In the late 1960s, Jones founded the Married Gay Men's Group of Hartford.

In 1971, Jones and Project H colleague George Higgins founded the Twenty-One Club, which primarily served transgender individuals, providing them with counseling and psychiatric services. The group continued to meet at the church for 30 years.

Later in the 1970s, Jones founded the Gender Identity Clinic of New England, which connected transgender people to social and healthcare workers who helped patients access affirming mental health treatments, hormone therapy, and gender-affirming surgery.

In late 1973, Jones gave a seminar on "transsexualism" to Hartford's Police Community Relations Department.

In 1976, Jones was a witness representing Integrity for the Joint Commission on the Church and Human Affairs, an Episcopal commission which was "study[ing] the gay issue".

In 1986, with Jones' retirement, Project H (which had been renamed the Committee on Sexual Minorities in 1980) disbanded, as the presence of other LGBTQ organizations in the area meant the services provided by Project H had become increasingly less vital.

== Publications ==

=== Books ===

Source:

- What About Homosexuality (1972)
- Homosexuality and Counseling (1974)
- Understanding Gay Relatives and Friends (1978)

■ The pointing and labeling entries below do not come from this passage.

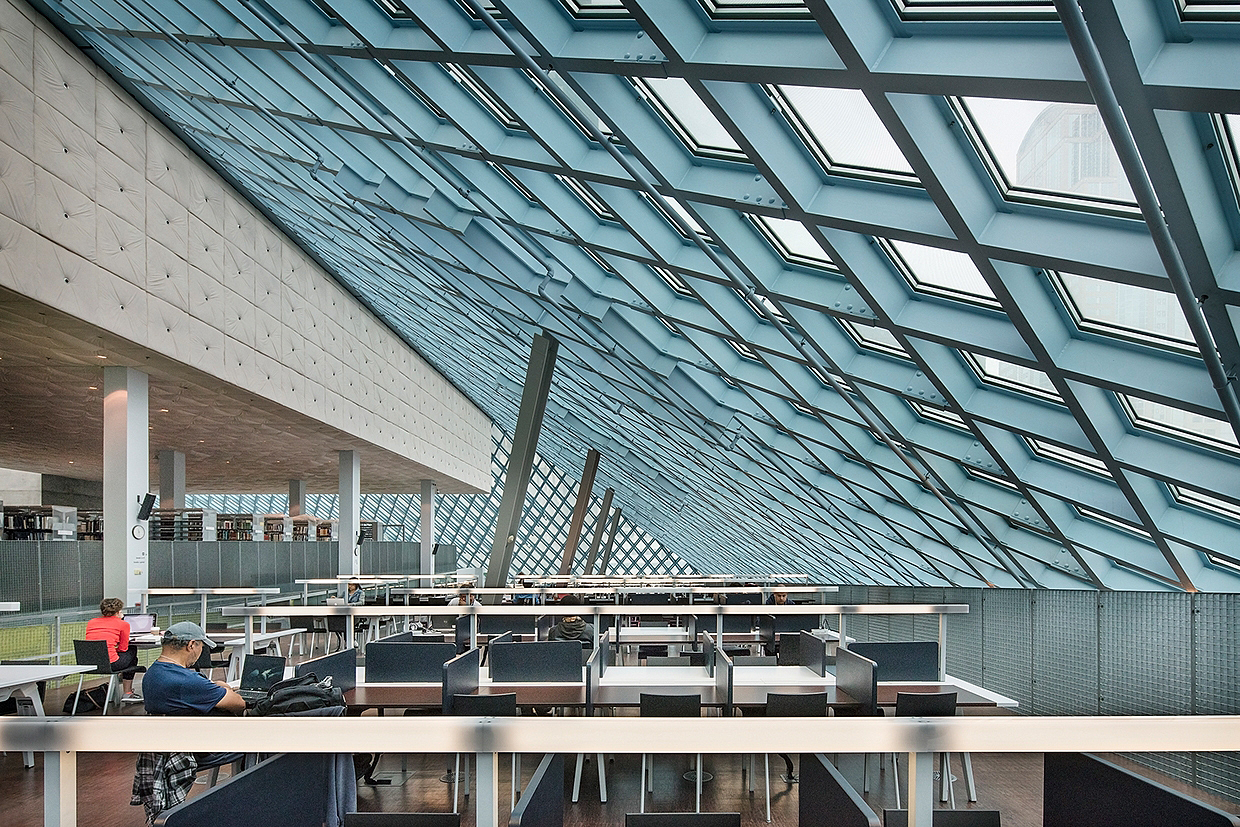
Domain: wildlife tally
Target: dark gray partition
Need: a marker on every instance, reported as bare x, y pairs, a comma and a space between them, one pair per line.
299, 780
407, 662
341, 666
812, 652
902, 660
1081, 790
536, 662
857, 677
827, 800
724, 680
460, 676
542, 801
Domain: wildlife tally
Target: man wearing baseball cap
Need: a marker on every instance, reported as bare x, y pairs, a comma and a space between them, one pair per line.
172, 687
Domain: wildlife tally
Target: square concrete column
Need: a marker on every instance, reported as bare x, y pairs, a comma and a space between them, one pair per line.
125, 479
350, 511
427, 522
171, 479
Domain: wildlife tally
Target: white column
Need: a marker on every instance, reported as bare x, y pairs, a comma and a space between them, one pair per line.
350, 508
296, 497
427, 520
171, 479
125, 479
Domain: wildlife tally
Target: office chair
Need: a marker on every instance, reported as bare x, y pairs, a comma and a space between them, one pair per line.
93, 652
779, 704
668, 706
926, 704
490, 706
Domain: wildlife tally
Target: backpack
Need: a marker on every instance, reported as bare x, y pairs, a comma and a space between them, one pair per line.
299, 694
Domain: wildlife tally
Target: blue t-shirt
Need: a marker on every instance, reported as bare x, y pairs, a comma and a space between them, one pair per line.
171, 689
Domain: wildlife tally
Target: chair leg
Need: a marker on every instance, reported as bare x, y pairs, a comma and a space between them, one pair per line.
766, 760
697, 773
895, 773
642, 782
970, 786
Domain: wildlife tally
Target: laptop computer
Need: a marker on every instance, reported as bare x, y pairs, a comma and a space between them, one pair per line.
140, 624
258, 672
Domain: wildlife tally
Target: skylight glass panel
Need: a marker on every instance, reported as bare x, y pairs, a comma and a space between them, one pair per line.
874, 337
1176, 422
688, 117
585, 194
794, 242
1055, 149
1017, 377
975, 9
935, 413
1204, 501
484, 96
1126, 310
1068, 456
940, 272
755, 8
843, 130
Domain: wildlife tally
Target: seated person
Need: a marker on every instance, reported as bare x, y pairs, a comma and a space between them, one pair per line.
172, 687
572, 626
112, 627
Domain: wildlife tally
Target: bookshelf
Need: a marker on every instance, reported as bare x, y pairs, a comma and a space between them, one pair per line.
89, 525
238, 526
40, 522
195, 525
277, 527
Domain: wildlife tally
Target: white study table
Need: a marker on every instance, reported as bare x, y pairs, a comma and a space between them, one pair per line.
22, 681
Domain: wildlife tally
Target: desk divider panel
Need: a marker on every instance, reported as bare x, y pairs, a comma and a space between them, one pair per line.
341, 666
296, 780
542, 801
724, 680
857, 677
1080, 790
496, 624
593, 676
902, 660
407, 662
827, 800
461, 676
536, 662
814, 654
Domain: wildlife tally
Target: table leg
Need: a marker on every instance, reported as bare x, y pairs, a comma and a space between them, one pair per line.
487, 778
60, 789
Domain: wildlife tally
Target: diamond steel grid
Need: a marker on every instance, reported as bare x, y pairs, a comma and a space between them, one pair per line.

== Personal life and death ==
Jones was known for his manners and his formality. One story goes that when he was temporarily housing a transexual teenager who had been kicked out of her home, the teenager found herself "completely at sea when confronted with the formalized gentility of Jones’s home" and his "formal dinner[s]".

Jones was gay, and was in a domestic partnership with church musician Kenneth Woods for 40 years; however, he was not open about his sexuality during his lifetime. After Jones retired in 1986, the two moved to Manchester, Connecticut.

Jones died of pancreatic cancer in 2006. After his death, Woods inherited his property.

== Legacy ==
In 2005, The Friends of Christ Church Cathedral created the Canon Clinton R. Jones Award in honor of Jones' decades of ministry. The award was to be given annually to "a person of faith who works quietly in the community on issues at the cutting edge of change".

Jones' personal papers, which include his correspondence, are held at the GLBTQ Archives at Central Connecticut State’s Elihu Burritt Library.